Ingredients:
- ½ cup soaked Arhar dal (Yellow Pigeon Pea)
- ½ tomato
- 5 dried kokum
- ¼ teaspoon turmeric powder
- ½ teaspoon chili powder
- ½ teaspoon cumin powder
- ½ teaspoon coriander powder
- ½ teaspoon garam masala
- 1 green chili, slit
- ½ teaspoon ginger paste
- Salt to taste
- 1teaspoon jaggery
- ½ cup California walnuts, chopped
- 3 cups of water
For the Seasoning:
- 2 tablespoons oil
- ½ teaspoon mustard seeds
- ½ teaspoon cumin
- ¼ teaspoon fenugreek
- 1 cinnamon stick
- 2 dried red chilies
- 5-10 curry leaves
Preparation:
- Wash the dal and put in a pressure cooker with all the other ingredients for the dal.
- Fill half the pressure cooker with water, close the lid and let it boil until three whistles.

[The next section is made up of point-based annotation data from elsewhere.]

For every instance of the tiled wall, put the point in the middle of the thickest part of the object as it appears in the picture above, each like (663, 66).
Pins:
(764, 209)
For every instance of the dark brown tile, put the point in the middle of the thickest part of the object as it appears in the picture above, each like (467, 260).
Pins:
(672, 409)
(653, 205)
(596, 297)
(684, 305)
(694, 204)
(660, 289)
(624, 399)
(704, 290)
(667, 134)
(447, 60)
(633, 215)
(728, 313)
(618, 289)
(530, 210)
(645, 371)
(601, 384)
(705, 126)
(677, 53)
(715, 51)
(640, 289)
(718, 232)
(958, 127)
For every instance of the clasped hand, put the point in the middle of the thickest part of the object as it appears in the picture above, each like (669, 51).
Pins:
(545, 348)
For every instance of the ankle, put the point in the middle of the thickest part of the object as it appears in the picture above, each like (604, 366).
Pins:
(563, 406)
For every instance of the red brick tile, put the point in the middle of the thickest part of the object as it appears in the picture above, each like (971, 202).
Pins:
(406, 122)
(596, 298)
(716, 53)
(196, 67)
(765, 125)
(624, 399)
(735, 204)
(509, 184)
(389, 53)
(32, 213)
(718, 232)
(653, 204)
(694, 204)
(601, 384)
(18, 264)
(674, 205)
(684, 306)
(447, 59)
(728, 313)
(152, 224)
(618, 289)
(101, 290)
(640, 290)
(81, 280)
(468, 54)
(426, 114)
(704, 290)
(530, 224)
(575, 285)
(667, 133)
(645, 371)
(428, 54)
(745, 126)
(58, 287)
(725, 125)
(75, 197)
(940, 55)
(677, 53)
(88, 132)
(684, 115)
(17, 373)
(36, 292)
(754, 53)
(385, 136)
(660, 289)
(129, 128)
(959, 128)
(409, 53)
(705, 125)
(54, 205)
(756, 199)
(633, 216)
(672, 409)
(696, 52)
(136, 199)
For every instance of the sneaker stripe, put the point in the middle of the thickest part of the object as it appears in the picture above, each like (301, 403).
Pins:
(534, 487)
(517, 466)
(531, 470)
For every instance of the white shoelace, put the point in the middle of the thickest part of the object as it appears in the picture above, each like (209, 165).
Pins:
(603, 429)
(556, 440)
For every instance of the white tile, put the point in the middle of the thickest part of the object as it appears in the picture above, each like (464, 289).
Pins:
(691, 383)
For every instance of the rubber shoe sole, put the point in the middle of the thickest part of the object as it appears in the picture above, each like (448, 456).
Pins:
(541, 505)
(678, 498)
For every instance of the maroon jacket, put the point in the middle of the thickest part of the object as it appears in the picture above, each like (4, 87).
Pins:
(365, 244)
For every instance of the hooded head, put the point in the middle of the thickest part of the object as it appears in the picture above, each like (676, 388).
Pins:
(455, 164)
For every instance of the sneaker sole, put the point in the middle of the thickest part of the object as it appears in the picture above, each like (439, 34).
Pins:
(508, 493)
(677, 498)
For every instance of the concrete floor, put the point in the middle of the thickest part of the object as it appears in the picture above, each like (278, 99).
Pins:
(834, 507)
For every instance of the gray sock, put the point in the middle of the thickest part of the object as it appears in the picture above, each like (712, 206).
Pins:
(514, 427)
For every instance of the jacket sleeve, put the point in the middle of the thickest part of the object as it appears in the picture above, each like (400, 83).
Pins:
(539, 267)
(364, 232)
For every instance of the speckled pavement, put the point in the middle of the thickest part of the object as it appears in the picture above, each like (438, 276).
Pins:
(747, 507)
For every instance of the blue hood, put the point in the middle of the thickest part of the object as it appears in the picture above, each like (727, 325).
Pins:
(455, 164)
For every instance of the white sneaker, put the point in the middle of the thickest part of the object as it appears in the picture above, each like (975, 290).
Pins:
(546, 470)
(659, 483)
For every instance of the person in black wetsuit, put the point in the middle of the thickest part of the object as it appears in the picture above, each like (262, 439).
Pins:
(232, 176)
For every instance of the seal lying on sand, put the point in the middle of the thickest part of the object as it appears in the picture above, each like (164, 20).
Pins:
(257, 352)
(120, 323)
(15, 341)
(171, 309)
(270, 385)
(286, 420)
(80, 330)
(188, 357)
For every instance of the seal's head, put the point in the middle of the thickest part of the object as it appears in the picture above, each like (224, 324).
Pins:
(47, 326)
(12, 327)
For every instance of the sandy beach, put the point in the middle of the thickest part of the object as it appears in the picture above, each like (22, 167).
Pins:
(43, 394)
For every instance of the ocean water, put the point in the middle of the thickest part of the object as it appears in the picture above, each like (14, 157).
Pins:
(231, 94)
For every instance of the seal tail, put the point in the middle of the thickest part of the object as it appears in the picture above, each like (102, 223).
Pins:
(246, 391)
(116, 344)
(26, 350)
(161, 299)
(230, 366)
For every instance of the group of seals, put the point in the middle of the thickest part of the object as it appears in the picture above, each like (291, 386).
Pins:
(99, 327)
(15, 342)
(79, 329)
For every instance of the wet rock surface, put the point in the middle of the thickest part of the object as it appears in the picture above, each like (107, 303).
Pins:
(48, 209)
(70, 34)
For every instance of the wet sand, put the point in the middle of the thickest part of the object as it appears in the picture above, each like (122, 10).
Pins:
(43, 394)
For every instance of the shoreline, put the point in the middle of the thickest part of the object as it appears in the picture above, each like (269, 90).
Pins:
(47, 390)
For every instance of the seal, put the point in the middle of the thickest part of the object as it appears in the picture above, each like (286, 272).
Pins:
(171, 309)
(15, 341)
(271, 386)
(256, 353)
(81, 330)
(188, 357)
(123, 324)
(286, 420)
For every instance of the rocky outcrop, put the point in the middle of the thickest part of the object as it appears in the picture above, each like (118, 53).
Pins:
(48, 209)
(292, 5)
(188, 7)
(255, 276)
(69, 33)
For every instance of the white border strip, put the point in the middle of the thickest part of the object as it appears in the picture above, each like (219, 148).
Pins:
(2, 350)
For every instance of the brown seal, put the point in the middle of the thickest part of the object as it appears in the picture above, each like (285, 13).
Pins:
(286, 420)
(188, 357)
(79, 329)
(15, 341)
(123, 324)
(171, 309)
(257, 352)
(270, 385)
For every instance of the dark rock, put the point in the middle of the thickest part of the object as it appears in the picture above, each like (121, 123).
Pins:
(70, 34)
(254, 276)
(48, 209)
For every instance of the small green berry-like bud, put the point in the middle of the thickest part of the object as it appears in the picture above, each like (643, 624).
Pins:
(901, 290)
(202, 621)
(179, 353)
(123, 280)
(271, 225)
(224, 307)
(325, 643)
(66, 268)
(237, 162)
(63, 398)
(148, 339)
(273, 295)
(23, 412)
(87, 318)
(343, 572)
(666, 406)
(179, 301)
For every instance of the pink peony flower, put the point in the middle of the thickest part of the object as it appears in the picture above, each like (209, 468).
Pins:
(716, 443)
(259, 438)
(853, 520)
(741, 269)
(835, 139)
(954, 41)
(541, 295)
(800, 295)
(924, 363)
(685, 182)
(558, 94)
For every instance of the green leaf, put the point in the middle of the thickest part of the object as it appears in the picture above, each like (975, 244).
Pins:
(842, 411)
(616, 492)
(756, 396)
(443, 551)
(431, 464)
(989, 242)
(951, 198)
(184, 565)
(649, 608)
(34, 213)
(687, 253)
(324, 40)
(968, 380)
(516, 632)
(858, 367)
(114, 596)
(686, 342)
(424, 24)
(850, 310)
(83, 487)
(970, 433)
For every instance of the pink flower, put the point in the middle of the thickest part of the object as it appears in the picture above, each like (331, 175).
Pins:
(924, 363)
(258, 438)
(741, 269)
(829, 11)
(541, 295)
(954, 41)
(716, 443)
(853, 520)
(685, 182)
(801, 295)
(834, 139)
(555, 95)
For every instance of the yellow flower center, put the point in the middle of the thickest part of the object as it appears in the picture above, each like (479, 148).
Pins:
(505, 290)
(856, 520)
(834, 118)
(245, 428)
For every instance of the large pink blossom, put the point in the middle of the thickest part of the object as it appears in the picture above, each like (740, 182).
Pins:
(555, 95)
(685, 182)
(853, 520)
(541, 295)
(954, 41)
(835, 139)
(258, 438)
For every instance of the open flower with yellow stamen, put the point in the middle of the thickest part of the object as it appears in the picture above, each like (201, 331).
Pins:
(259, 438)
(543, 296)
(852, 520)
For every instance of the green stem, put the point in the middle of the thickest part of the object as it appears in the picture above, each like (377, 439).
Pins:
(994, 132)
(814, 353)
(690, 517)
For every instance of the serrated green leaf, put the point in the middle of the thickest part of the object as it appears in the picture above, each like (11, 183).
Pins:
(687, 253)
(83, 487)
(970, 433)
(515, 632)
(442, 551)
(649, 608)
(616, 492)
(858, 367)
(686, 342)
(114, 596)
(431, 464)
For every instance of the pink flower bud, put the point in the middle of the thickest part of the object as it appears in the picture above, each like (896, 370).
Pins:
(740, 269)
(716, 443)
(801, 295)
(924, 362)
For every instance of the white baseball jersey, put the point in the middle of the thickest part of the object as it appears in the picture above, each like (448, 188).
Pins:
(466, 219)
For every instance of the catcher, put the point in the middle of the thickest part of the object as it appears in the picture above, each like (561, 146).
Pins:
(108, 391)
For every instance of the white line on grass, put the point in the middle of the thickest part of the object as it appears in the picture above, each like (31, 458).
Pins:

Turn off the heat.
- Wait till the air is released from the cooker and then open it.
- Take a blender stick or an old school dal grinder and mash the dal.
- In another pan, heat the oil and add all the spices under seasoning, fry until they turn aromatic then add curry leaves.
- Pour it over the hot dal and cook until the dal gets a little thick.
- Serve with steaming hot rice and a fresh salad!